One significant gap involves self-insured employer health plans. State surprise billing laws generally don’t apply to these plans unless the employer voluntarily opts in. If you’re covered by a self-insured plan and your state has strong balance billing protections, those protections might not apply to you, leaving the federal No Surprises Act as your primary safeguard.

What the Law Doesn’t Cover

Several gaps in the No Surprises Act are worth knowing about. For insured patients, the federal balance billing ban does not currently extend to non-emergency services at birthing centers, standalone clinics, hospice facilities, addiction treatment centers, nursing homes, or urgent care centers (unless they’re licensed to provide emergency care). If you receive non-emergency care from an out-of-network physician in any of these settings, federal surprise billing protections don’t apply.

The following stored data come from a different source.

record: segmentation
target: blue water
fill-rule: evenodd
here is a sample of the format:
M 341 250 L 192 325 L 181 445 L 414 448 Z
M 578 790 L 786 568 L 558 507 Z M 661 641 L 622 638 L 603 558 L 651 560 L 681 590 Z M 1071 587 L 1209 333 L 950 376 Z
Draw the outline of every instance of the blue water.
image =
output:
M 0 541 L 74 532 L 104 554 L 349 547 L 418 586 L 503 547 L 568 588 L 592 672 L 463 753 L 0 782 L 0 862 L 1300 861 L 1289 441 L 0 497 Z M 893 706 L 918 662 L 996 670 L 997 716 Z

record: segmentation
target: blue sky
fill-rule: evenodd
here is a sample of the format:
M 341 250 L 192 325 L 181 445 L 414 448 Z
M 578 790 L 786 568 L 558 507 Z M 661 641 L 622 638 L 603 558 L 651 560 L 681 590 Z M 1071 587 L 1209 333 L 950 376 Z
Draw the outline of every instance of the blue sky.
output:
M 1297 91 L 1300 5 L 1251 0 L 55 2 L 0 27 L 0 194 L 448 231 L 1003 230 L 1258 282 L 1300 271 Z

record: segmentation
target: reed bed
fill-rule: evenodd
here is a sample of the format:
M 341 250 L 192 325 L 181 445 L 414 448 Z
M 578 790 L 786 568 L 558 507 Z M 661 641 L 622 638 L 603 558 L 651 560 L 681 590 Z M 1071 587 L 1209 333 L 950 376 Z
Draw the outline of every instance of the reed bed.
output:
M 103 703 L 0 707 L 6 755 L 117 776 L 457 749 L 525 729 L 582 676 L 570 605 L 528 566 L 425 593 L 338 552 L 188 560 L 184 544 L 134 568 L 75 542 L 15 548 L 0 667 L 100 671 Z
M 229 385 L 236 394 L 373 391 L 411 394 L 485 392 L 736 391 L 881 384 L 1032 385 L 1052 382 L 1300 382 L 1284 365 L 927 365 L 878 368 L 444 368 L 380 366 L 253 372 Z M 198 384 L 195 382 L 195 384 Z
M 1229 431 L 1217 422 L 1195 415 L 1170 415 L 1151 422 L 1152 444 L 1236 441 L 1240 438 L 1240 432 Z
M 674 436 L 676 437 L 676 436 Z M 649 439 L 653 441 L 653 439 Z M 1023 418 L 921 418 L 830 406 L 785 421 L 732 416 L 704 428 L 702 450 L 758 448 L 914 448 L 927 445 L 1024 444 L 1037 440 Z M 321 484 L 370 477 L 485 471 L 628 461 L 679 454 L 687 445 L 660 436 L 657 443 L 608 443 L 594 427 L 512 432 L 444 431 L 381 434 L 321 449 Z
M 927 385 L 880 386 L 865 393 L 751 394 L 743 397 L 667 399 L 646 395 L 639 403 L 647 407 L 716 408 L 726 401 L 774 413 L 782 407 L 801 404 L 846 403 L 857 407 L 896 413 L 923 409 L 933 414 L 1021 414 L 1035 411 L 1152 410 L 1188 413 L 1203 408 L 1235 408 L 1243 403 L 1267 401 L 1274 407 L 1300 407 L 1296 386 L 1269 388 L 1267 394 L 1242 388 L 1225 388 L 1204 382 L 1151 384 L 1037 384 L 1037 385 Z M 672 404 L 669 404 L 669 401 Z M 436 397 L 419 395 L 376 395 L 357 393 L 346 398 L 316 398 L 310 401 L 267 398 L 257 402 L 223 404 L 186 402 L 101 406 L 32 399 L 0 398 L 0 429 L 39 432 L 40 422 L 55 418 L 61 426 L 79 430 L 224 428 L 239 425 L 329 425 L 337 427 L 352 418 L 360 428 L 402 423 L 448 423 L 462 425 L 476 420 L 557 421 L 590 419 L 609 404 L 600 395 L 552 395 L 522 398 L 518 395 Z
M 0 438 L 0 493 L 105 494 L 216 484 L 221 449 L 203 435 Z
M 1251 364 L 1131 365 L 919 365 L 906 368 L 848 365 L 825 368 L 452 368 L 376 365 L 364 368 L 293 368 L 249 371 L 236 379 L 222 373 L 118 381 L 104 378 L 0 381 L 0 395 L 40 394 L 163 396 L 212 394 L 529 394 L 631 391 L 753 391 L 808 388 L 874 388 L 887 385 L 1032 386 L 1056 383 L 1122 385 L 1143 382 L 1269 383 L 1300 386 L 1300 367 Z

Ground ambulance services are also excluded. Air ambulance services have their own set of protections under the law, but ground ambulances remain unregulated at the federal level for balance billing purposes.

The Good Faith Estimate requirement currently applies only to uninsured and self-pay patients. If you have insurance and plan to use it, your physician’s office is not yet required to provide a Good Faith Estimate under federal law, though your insurer may have its own cost transparency tools. The law originally envisioned extending this requirement to insured patients as well, but that expansion has not been implemented.